New year, new you? Not so fast.
While January brings a flood of fitness resolutions and wellness promises, the reality is that most goals fizzle out before February hits.
Over the summer, a range of experts from UNE’s School of Science and Technology will unpack how everyone can build New Year’s Resolutions that actually stick.
Below, Dr Vandana Gulati, Senior Lecturer in Biomedical Science and Medicine, explores how joy and science intertwine when it comes to nutrition, and how celebrating food and its different purposes could be the secret ingredient we’ve all been searching for.

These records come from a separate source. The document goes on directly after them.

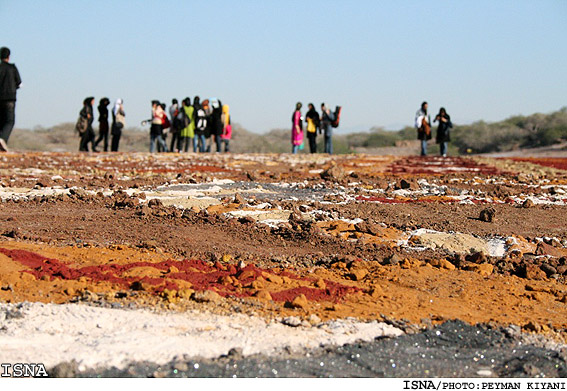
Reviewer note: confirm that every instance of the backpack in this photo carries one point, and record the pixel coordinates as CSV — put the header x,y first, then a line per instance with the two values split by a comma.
x,y
337,120
81,125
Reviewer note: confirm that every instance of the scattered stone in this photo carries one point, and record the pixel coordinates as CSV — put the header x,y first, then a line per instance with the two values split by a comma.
x,y
478,257
406,185
314,319
273,278
238,199
376,291
548,269
442,264
155,203
137,286
246,220
488,215
335,173
484,269
320,283
180,366
207,297
532,326
263,295
293,321
185,293
65,369
300,302
531,272
547,249
393,260
528,203
358,275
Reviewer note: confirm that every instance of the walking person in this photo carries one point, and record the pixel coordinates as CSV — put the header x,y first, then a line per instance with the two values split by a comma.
x,y
313,123
174,111
156,129
103,123
216,124
296,129
327,119
88,135
118,123
423,126
227,128
202,124
209,130
443,131
187,132
165,126
10,81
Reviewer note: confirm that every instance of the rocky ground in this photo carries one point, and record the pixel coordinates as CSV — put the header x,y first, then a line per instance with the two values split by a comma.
x,y
325,257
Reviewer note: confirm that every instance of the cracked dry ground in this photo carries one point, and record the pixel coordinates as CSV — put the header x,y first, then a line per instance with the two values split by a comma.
x,y
417,240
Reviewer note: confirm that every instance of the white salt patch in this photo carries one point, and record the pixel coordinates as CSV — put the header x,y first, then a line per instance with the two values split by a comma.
x,y
96,337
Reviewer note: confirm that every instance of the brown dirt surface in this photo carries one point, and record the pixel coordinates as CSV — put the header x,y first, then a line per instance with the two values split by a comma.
x,y
370,237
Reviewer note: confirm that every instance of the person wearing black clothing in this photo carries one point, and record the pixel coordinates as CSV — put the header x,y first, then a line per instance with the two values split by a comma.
x,y
443,135
216,123
327,119
103,123
117,124
313,121
10,81
88,135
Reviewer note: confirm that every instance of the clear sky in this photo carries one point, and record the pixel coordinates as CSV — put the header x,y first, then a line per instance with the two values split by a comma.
x,y
481,59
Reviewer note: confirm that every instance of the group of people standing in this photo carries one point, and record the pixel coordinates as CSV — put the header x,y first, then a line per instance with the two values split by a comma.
x,y
194,126
87,134
10,81
315,123
423,126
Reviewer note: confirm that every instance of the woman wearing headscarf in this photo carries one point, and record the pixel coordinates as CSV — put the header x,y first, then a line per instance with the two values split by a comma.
x,y
313,121
423,126
443,135
227,128
118,123
296,128
187,134
103,123
215,124
201,124
156,130
88,135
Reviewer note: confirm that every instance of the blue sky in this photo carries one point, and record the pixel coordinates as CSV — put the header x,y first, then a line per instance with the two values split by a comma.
x,y
378,59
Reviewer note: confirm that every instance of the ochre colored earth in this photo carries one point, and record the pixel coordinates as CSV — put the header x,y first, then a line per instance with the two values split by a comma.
x,y
369,237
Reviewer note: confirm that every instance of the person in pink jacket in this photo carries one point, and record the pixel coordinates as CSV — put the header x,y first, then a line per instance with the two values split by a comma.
x,y
296,129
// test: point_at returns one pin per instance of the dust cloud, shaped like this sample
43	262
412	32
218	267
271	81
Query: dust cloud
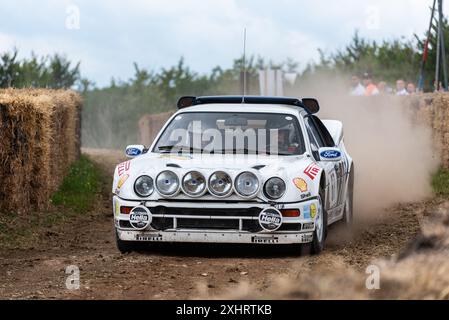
392	149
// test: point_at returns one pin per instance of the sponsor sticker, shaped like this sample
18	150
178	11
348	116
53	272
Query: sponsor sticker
312	170
123	168
122	181
149	237
308	226
168	156
270	219
306	195
257	239
301	184
117	208
306	212
307	238
330	154
133	152
140	218
313	210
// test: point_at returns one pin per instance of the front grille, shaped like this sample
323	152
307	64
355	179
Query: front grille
251	212
212	224
182	222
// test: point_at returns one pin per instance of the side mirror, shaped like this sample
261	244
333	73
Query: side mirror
133	151
329	154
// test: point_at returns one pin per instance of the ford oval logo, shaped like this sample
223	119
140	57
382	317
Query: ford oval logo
133	152
330	154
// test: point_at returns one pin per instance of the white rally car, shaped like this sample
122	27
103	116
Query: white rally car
232	169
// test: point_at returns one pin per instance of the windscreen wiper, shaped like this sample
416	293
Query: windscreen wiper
169	148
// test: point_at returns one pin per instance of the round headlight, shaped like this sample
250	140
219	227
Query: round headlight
220	184
274	188
144	186
167	183
194	183
247	184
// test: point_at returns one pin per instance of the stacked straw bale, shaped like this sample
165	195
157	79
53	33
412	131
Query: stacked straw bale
39	139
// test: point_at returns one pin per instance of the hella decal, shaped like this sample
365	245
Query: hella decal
313	210
140	218
270	219
330	154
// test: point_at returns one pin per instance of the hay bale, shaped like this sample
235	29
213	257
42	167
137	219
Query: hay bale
38	142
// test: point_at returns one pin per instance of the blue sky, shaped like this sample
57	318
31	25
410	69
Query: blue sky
156	33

Understanding nutrition science to remove fear and restriction
Our biggest barrier to food enjoyment is not the food itself, it’s the fear. Fear of carbs, fats, fear of ‘getting it wrong.’ But when we understand science, we realise how our remarkable bodies work. Macronutrients (carbs and fats) are not the enemies; they're our brain's premium fuel and our muscles' best friend during that morning run.
Our brain alone uses about 120g of glucose daily, and without adequate carbohydrates, both mental clarity and physical performance suffer. Fats don't make us fat, they’re essential for hormone production, vitamin absorption (vitamins A, D, E, K and are fat soluble), and keeping us satisfied after meals.
Our biggest barrier to food enjoyment is not the food itself, it’s the fear.
Protein isn't just for the gym – while we sleep, it's actively rebuilding our skin, hair, immune cells, and literally every tissue in our body. Yes, there are differences between refined carbs and complex carbs, between trans fats and good fats.
Therefore, understanding of balance and moderation is important. Whereas restrictive foods can cause anxiety which can further disrupt hunger hormones, nutrient absorption, increase inflammation and can harm us more. And the beautiful truth is when we feed body with knowledge, we can see restriction melt into appreciation.
The psychology and physiology of joyful eating
The traditional food cultures around the world have taught us that food is meant to be celebrated, meals are social and eating is joyful. The science of nutrition is also psychological and emotional; food gives joy and pleasure which is not mentioned on the nutrition labels.
But the food we genuinely enjoy works remarkably at physiological and psychological levels. The moment we see, smell or even think about food, the cephalic phase of our digestive system releases enzymes and the associated memories with those foods give us joy and primes the gut for optimal nutrient absorption before we even take a bite.
The science of nutrition is also psychological and emotional; food gives joy and pleasure which is not mentioned on the nutrition labels.
Eating with pleasure reduces our stress hormone (cortisol). Elevated levels of cortisol can impair digestion, dysregulate blood sugar and increase abdominal fat storage. Joyful eating activates parasympathetic nervous system and creates ideal environment for metabolism and prevent overeating as it gives feeling of fullness.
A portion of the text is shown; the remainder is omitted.